Foreword by the Council’s chair

Having previously served on the government-appointed Ethics Commission, from 2019 to 2020, and after some two years getting up to speed as a council member, this has been my first year as Chair of the Council on Ethics. I hope that the experience I have acquired through 34 years at Norsk Hydro, 10 of which as the CEO, as well as directorships in many Norwegian and international companies, will prove useful. Given the complex issues and perspectives that the Council works with, our most valuable and important success factor is the expertise and diversity which both the Council’s members and the staff of our eminent secretariat collectively bring to the table.

Over the years, the Council has built up a solid international reputation. It is clear to me that expectations with respect to the Council’s work will not lessen as the years go by. It is therefore with all due respect for the role that I now take up the baton previously held so sturdily by my predecessor as chair, Johan H. Andresen. I would like to express my heartfelt gratitude to Johan for his skilful leadership of the Council from 2015 until the summer of 2023.

Norway’s Government Pension Fund Global (GPFG) owns shares in approximately 9,000 companies worldwide. The Council’s purpose is to uncover any unacceptable risk that these companies are violating ethical norms, regardless of where in the world the abuses take place. You may think that sounds like an impossible task. However, through various portfolio-monitoring systems, the Council is presented with hundreds of news reports on GPFG-invested companies that may be linked to norm violations that could fall within the scope of the Fund’s ethical guidelines. Our main priority is to uncover the most serious violations and the companies most closely associated with them.

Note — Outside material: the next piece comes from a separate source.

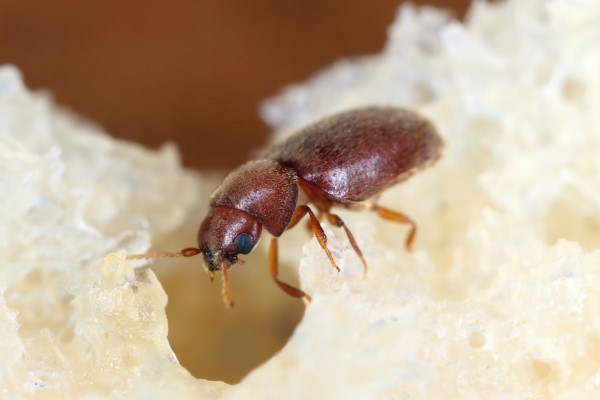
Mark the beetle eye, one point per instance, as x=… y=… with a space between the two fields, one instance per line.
x=243 y=243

If we consider the risk of future norm violations to be unacceptable, we recommend that Norges Bank either excludes the companies concerned from investment by the GPFG or places them under observation.

The Guidelines for Observation and Exclusion of Companies from the Government Pension Fund Global (GPFG), otherwise known as the ethical guidelines, form the basis for the Council’s assessments. In recent years, the Council has devoted considerable resources to assessing companies in situations of war or armed conflict. In such situations, companies must take particular care not to contribute to serious norm violations. Under the ethical guidelines, however, a company’s mere presence in an area of conflict is not sufficient grounds for its exclusion from the GPFG. In 2023, the Council has assessed companies operating in areas of conflict in relation to several of the ethical guidelines’ criteria. This includes those relating to war and armed conflict, the production and sale of weapons, and the umbrella criterion “other particularly serious violations of fundamental ethical norms”.

Other topics we have covered in 2023 include abuse of Indigenous peoples’ rights, poor working conditions, corruption, money laundering, deforestation in vulnerable areas, the further endangerment of already threatened species and animal cruelty. Societal changes, or changes in accepted norms, impact where the Council focuses its efforts. For example, the Kunming-Montreal Global Biodiversity Framework from 2022 has already played, and will continue to play, an important role in our assessments. Digitalisation and artificial intelligence (AI) are also topics that will become increasingly important in the years ahead.

The Council generally engages in extensive dialogue with the companies it is assessing. Some companies are highly responsive and openly share data and information, whereas others fail to reply when we contact them. In addition to information provided directly by the companies concerned, the Council relies on a range of different sources. We are wholly dependent on being able to engage external consultants and speak with subject experts in order to build an adequate factual basis for our assessments. However, access to information has worsened in some parts of the world in recent years. In some cases, we see that people working “on the ground” for NGO’s, the media or other organisations put themselves and their lives in danger. This is something that we must take into account, so that we do not make the situation worse for these individuals. If it is dangerous or impossible to conduct a thorough investigation, and the companies under assessment fail to provide adequate information, the Council may conclude that the risk to the GPFG is unacceptably high.

In many countries, businesses are facing rising expectations with respect to corporate social responsibility (CSR). From the Council’s point of view, new reporting standards and follow-up requirements are helpful. The EU has adopted new legislation, with effect from 2024, which includes a double materiality requirement. Double materiality means that a company must report on its global impact as well as its financial results. A growing demand for reporting transparency may contribute to increased compliance with ethical standards and make businesses operate more sustainably. However, such a development is unlikely to affect all companies worldwide. The Council’s endeavours to identify companies that represent an unacceptable risk of future violation of the GPFG’s ethical guidelines will therefore remain as necessary as ever.